Calme et visiblement fatigué (entre autres projets, Lepage vient de créer son quatrième one man show, La Face cachée de la lune, au Trident à Québec), le metteur en scène est venu rencontrer la presse montréalaise pour lui parler de La Géométrie des miracles, qui sera présentée à l’Usine C, dès le 16 mars. Cette création inspirée de la vie de l’architecte américain Frank Lloyd Wright a connu plusieurs étapes. «Elle était informe lors de la première au World Stage Festival de Toronto, en avril 1998», a avoué Lepage. Depuis, le spectacle a fait le tour du monde et reçu des critiques élogieuses, de Singapour à New York.

Le public montréalais peut donc se compter chanceux de passer après tout le monde. Au bout de deux ans de travail, de coupures et de réajustements, c’est la forme la plus aboutie de La Géométrie des miracles qu’on verra à l’Usine C. «Avec les années, on a appris qu’il valait mieux présenter des spectacles achevés à Montréal», a commenté sereinement Lepage.

«C’est un spectacle assez chorégraphique (la chorégraphe Catherine Tardif fait partie de l’équipe de créateurs), avec une distribution internationale qui utilise quatre langues mais qui reste profondément nord-américaine. À l’origine, il est né autour du projet de la rénovation de la Caserne Dalhousie, dans le Vieux-Québec (où réside actuellement la troupe de Lepage, Ex-Machina), et des préoccupations architecturales que nous partagions alors. Puis, la pièce est devenue prétexte à parler de quelque chose de plus grand, qui nous a dépassés, pour finir par faire un parallèle entre les démarches formelles et spirituelles de deux grands maîtres du vingtième siècle: Frank Lloyd Wright et le philosophe russe Georges Gurdjieff.» Les créateurs ont ajouté des réflexions sur l’idée de collectivité de travail qui nourrit directement la démarche de Lepage. «Comme Gurdjieff, je suis aussi une sorte gourou, de chef scout, et d’organisateur… Il y a un petit côté baba cool, très années soixante-dix, dans les créations que je mets en scène.

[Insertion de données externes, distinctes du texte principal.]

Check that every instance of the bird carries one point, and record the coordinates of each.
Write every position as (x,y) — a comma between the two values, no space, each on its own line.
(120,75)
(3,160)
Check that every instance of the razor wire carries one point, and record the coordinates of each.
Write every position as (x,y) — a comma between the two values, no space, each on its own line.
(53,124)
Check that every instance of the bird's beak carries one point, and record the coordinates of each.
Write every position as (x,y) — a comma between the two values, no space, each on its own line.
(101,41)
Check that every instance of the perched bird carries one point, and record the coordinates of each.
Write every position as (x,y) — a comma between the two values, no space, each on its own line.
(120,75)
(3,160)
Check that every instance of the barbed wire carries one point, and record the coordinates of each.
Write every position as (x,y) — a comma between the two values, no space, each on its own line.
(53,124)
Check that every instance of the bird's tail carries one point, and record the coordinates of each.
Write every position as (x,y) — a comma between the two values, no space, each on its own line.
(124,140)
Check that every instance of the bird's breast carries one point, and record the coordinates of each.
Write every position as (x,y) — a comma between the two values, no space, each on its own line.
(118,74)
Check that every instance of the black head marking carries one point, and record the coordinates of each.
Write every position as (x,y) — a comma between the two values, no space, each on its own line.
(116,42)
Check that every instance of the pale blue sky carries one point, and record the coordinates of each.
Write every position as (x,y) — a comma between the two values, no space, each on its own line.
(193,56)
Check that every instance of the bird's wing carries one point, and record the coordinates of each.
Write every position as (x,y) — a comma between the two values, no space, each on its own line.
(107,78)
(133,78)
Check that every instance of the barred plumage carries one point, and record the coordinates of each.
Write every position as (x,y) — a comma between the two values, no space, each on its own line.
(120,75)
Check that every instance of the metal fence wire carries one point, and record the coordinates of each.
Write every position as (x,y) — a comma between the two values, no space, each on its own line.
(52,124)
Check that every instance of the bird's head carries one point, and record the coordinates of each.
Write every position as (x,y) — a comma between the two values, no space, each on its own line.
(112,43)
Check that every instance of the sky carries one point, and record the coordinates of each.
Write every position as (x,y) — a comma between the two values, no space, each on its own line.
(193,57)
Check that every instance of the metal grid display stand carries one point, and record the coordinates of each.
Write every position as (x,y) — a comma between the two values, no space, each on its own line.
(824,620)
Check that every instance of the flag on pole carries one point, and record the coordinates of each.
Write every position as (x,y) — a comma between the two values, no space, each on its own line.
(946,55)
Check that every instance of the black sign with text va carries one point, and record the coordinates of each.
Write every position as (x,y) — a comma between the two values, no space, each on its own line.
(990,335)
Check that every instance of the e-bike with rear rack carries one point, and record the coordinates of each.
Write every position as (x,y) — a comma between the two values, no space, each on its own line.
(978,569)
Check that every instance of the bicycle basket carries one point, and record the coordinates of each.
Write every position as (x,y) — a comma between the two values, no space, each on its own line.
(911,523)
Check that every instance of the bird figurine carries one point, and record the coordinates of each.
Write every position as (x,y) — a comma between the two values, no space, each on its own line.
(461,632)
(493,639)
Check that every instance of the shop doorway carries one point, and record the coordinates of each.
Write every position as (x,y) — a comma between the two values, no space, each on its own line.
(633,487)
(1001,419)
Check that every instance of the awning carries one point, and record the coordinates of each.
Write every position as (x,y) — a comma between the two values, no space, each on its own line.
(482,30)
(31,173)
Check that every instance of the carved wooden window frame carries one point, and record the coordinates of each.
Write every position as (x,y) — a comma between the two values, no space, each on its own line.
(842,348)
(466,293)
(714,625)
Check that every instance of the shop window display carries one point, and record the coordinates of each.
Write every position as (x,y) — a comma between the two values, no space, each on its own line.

Mais je reste fidèle à la création collective; même mes spectacles solos sont collectifs.»

Dans une entrevue accordée à la journaliste Nathalie Petrowski, le metteur en scène Dominic Champagne a rendu récemment un bel hommage au travail de Lepage en affirmant: «Lepage a été le premier au Québec à dire que Peter Gabriel et Tchekhov pouvaient faire partie du même spectacle. Il a révolutionné notre façon de voir le théâtre.»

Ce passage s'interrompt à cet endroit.